Overview

Nearly 40 million people face blindness worldwide, including more than 1 million in the U.S. While effective treatments exist in many cases, some diseases that cause blindness, such as glaucoma, have no known cure.

Glaucoma accounts for about 10 percent of all blindness. Glaucoma is generally associated with raised pressure within the eye, called intraocular pressure, which damages the optic nerve. While the risk and prevalence of glaucoma increases with age, one form of the disease—pediatric glaucoma—can strike children within the first year of life.

Simon John, Ph.D., is working to identify the genetic influences on glaucoma risk and to find new targets for more effective treatment. Other research projects at the Laboratory include investigations into the genetic influences on glaucoma risk and finding more effective treatments as well as identifying effective model systems for a variety of other eye diseases.

Research

Professor Simon John, Ph.D., working with collaborators, identified a malfunctioning gene in a mouse strain that develops both cataracts and glaucoma. The gene fails to produce an essential protein, disrupting the development of the mouse eye lens. The mice developed high intraocular pressure and optic nerve damage—the hallmarks of glaucoma—as well as cataracts.

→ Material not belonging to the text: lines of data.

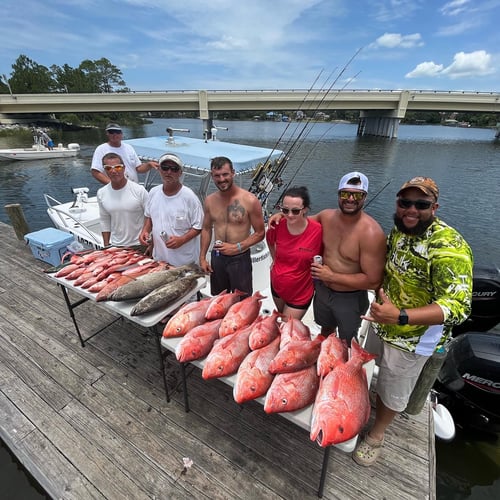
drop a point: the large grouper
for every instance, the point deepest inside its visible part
(143, 285)
(166, 295)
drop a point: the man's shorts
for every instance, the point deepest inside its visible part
(398, 373)
(231, 272)
(340, 310)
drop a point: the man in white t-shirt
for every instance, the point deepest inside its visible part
(121, 205)
(173, 216)
(133, 164)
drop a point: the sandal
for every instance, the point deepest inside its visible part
(367, 451)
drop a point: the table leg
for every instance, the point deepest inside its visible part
(324, 469)
(157, 337)
(70, 307)
(184, 387)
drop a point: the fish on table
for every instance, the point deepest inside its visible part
(333, 352)
(186, 318)
(293, 329)
(266, 329)
(221, 303)
(296, 355)
(165, 295)
(253, 378)
(143, 285)
(241, 314)
(227, 354)
(342, 405)
(292, 391)
(198, 342)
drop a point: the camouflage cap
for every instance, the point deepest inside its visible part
(425, 184)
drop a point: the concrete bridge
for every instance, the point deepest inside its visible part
(380, 110)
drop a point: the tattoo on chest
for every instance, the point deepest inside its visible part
(236, 212)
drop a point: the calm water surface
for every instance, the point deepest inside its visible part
(464, 162)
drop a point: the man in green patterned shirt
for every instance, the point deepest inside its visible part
(427, 289)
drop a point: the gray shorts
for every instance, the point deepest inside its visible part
(398, 373)
(341, 310)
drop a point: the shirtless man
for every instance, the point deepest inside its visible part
(230, 213)
(353, 260)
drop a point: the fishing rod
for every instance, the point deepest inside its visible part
(263, 189)
(379, 191)
(255, 187)
(299, 167)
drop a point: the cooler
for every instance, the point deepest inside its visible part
(49, 244)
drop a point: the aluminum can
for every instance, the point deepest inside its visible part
(318, 259)
(216, 243)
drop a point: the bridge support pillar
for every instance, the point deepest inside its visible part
(380, 126)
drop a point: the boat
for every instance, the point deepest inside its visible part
(80, 216)
(39, 151)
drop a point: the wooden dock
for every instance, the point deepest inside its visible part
(93, 421)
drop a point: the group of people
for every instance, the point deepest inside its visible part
(422, 271)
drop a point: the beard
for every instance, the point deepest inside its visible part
(417, 230)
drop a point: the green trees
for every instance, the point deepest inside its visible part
(29, 77)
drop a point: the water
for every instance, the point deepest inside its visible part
(464, 162)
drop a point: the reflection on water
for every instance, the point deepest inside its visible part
(464, 162)
(468, 467)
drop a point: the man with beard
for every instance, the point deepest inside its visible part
(173, 216)
(353, 260)
(233, 216)
(427, 289)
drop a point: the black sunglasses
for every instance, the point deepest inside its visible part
(419, 204)
(295, 211)
(173, 168)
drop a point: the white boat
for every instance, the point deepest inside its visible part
(80, 217)
(38, 151)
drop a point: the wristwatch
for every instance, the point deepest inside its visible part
(403, 317)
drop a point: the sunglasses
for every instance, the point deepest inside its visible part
(173, 168)
(118, 167)
(345, 195)
(294, 211)
(419, 204)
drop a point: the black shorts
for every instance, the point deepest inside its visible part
(294, 306)
(231, 272)
(341, 310)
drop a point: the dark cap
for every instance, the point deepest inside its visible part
(113, 126)
(425, 184)
(170, 158)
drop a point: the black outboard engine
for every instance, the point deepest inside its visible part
(485, 302)
(468, 383)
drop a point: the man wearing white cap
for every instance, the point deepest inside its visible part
(173, 216)
(353, 260)
(133, 164)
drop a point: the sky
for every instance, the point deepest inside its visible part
(264, 44)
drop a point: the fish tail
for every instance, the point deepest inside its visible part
(359, 352)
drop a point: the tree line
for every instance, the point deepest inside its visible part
(29, 77)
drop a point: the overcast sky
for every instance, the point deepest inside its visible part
(264, 44)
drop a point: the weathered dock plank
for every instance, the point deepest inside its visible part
(93, 421)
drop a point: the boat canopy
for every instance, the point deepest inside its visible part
(197, 153)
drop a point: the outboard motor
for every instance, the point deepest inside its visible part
(468, 383)
(485, 302)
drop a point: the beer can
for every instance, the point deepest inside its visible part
(217, 243)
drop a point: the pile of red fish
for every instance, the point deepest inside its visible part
(276, 357)
(103, 271)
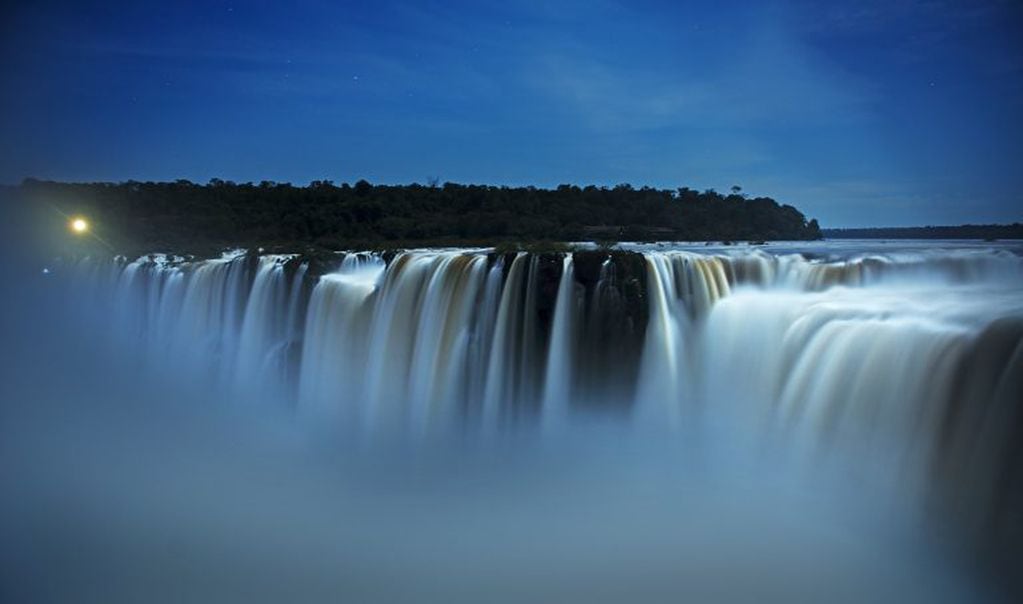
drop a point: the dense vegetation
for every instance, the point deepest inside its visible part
(183, 215)
(964, 231)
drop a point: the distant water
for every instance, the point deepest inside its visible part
(806, 422)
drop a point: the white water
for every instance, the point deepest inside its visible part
(800, 411)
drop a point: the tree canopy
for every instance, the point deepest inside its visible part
(183, 215)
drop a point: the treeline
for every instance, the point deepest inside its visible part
(963, 231)
(181, 215)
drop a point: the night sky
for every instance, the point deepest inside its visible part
(872, 113)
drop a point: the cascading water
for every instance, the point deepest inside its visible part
(825, 351)
(663, 418)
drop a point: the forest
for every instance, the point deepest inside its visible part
(183, 216)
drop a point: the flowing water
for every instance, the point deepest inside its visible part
(813, 422)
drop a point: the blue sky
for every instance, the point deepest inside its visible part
(872, 113)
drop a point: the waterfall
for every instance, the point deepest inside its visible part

The new findings imply that mice and patients with these mutations may not have adequate protection from oxidative stress in the drainage structures of the eye. With increasing age, their tissues may be more susceptible to oxidative damage resulting in high intraocular pressure and glaucoma.

Although further experiments are needed to be certain, this work is the first to suggest that oxidative stress response is relevant to glaucoma. John notes, "There is a growing body of literature indicating that if you disturb oxygen levels in the eye—including after cataract surgery—the risk of developing glaucoma increases."

Detecting and targeting early disease processes

John and his team have also demonstrated a groundbreaking approach to analyzing genomic data from mice that typically develop glaucoma. Using this new analysis, which "clusters" relevant data from special computer chips called microarrays, the researchers identified many molecular changes that occur very early, before detectable damage occurs.

Two of these changes—in molecular pathways known respectively as the complement cascade and endothelin system—have been associated with later stages of glaucoma in human patients. The researchers separately blocked each of those pathways and found that the mice were protected from glaucoma-related damage. The results are among the most potent neuroprotective treatments documented.